А мне оно зачем? У меня, итак, целая генеральская палата с наиоживленнейшим обзором из окна в виде хромающих и скачущих на костылях! Кормежка более чем восхитительная! Никто особо не тревожит. И главное – никакой тебе учебы! Правда, скрипки не хватало, впрочем, по первой же просьбе тетя Гретель привезла и ее вместе с очередным продовольственным набором и кучей всяких ненужностей в виде учебников и школьных тетрадей. Лучше бы писчей бумаги побольше бы привезла для моих художественных порывов.

В общем, я наслаждался жизнью по полной, правда, до тех пор, пока, как-то раз, во время очередной прогулки не столкнулся с заботливым родителем, внезапно вернувшимся прямо с поезда на службу.

- Ну, солдат!.. – покачал он головой и даже слегка усмехнулся.

В скором времени удивление его стало еще больше, когда среди пакуемых мною вещей оказалась фотокарточка, где на самом переднем плане красовался я в стенах Аглаэре. Я тут же рассказал заботливому родителю, что во время очередной прогулки завидел репортеров с фотографом и, мигом переодевшись в свой привычный костюм, помчал в эпицентр интересных событий. В это время как раз фотографировали для газеты. Я успел буквально в последнюю секунду перед вспышкой, причем, с самого лучшего ракурса, а в скором времени получил данную фотографию от медсестры, иронично посмеивающейся над моей юркой проворностью. А чего теряться-то?

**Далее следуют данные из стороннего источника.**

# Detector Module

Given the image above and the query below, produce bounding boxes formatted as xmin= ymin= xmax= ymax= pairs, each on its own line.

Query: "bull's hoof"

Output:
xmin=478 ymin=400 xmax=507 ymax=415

По возвращению же домой я был встречен молчаливой озадаченностью тети Гретель и Камелией, откровенно завидовавшей черной завистью моей внезапной славе, в виде лежащей на книжном столике газеты со статьей о доблестной работе Аглаэре, по середине которой пребывала та самая фотография палаты отважных солдат-офицеров, где по левой стороне от военных врачей-медсестер ухмылялся я, гордо стоявший во фривольной позе, прижавшись спиной к стене и со крещенными на груди руками. Вот как-то так оно и было.